Les zones de forêts primaires sont de plus en plus rares et relictuelles dans le monde. Elles sont aussi de plus en plus fragmentées et isolées, en particulier dans l’hémisphère nord. L’essentiel des forêts primaires tempérées se trouve en Patagonie (Chili et Argentine), en Tasmanie (Australie), dans l’État de Washington (États-Unis) et en Colombie-Britannique (Canada). A l’ouest du continent eurasiatique, des grandes forêts signalées ou décrites par les auteurs de l’antiquité (Forêt des Ardennes, Forêt Hercynienne), seuls subsistent quelques massifs tels que ceux de Białowieża en Pologne et au Belarus, Perućica (Balkans) en Bosnie-Herzégovine, ainsi que dans l’extrême Nord de la Scandinavie et de la Russie ou sur les reliefs de la Roumanie (Carpates). La laurisylve de Madère a gardé un caractère de forêt primaire par endroits. En France, dont 16,5 millions d’hectares sont boisés (30% du territoire), le total des réserves intégrales, toutes de trop petite taille, ne dépasse pas 1 000 ha. La plus grande, la réserve du Ventron de 300 ha, se situe dans les Hautes Vosges. Francis Hallé signale aussi la présence d’une modeste relique en Bretagne Sud à Clohars-Carnoët. Les trois grands pôles de forêts tropicales primaires sont situés en Amazonie, principalement Brésil, Pérou et Colombie, en République démocratique du Congo (Bassin du Congo) et en Indonésie : à eux trois ils regroupent au moins les deux-tiers des forêts primaires de la planète. Puisque nous avons détruit nos propres forêts primaires pour atteindre ce niveau de richesse matérielle et cette puissance que le reste du monde nous envie, comment pouvons-nous demander aux pays tropicaux de conserver leur nature intacte et de la préserver (avec quels moyens ?) de notre propre prédation ? Quel intérêt auraient-ils de geler des territoires en s’interdisant (et en nous interdisant) d’y porter atteinte ?

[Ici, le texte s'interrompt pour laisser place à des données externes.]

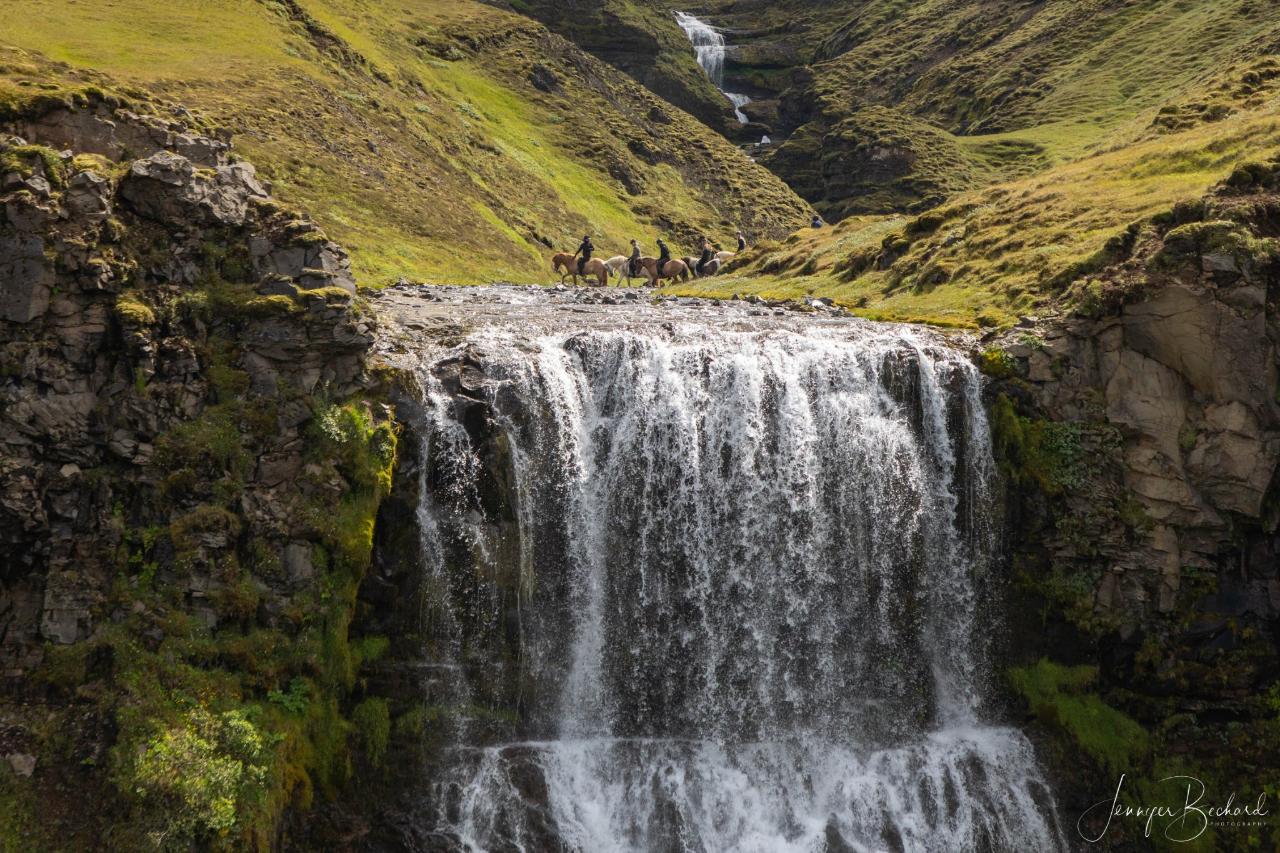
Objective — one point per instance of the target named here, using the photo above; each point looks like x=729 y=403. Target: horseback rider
x=708 y=254
x=634 y=261
x=584 y=254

Voici comment sont administrés les espaces protégés du Costa Rica.
“Quant à la canopée, ce serait la terrasse du huitième étage d’où l’on admire l’île Saint-Louis et les tours de Notre-Dame en pleine lumière, avec les mouettes sur le fleuve et les martinets dans le joli ciel couleur coquille d’huître.”

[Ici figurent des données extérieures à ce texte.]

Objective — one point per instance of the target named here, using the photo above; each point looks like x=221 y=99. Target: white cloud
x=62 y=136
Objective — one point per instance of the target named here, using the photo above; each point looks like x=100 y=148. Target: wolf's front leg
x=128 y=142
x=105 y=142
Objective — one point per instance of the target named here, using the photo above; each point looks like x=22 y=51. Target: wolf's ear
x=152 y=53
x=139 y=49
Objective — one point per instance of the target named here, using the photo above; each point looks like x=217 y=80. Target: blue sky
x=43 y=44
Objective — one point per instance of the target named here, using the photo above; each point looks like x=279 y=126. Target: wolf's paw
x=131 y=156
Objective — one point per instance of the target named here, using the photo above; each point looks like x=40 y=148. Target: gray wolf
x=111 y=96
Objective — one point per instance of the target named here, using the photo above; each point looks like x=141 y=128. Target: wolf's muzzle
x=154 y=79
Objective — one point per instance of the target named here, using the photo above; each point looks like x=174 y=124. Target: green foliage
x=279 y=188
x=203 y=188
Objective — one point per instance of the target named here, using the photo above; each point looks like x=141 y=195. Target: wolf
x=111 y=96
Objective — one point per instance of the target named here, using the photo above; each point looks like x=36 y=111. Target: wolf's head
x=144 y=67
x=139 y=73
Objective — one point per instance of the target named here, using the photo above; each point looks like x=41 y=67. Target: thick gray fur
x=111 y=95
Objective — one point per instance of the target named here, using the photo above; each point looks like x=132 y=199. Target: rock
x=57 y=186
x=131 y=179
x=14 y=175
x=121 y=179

Parmi les sites intéressants à visiter, Dimitri a choisi l’Hacienda Baru sur la côte Pacifique où nous ne resterons qu’une nuit, faute de place. Nous y rencontrons fortuitement le sympathique propriétaire et fondateur du parc naturel privé, Jack Ewing, alors qu’il effectue sa promenade quotidienne dans sa propriété. Dans la petite boutique où sont accueillis les visiteurs on trouve des objets d’artisanat amérindien et, entre autres bibelots et documentation, un livre qu’il a lui-même écrit, “Monkeys are made of chocolate” (Les singes sont faits en chocolat – disponible uniquement en anglais), qui retrace son expérience originale et ses réflexions sous la forme de petites histoires. Son parcours est original : il emménage en 1970 avec sa femme et sa petite fille de quatre ans à San José, la capitale du Costa Rica, et en 1972, il se rend à l’hacienda Baru où la forêt a été rasée sur la moitié de la propriété pour être remplacée par des pâturages et des rizières, l’autre moitié (170 ha) plus vallonnée étant couverte de forêt pluviale tropicale qui est l’une des dernières grandes réserves forestières de cette partie du pays. Il acquiert le tout et commence à l’exploiter normalement tout en observant de plus en plus attentivement ce qui se passe sur la moitié sauvage du domaine. En 1979, il entreprend la conversion de la propriété agricole qui deviendra dix ans plus tard un Refuge National pour la Vie Sauvage, au statut protégé à l’instar d’un parc national.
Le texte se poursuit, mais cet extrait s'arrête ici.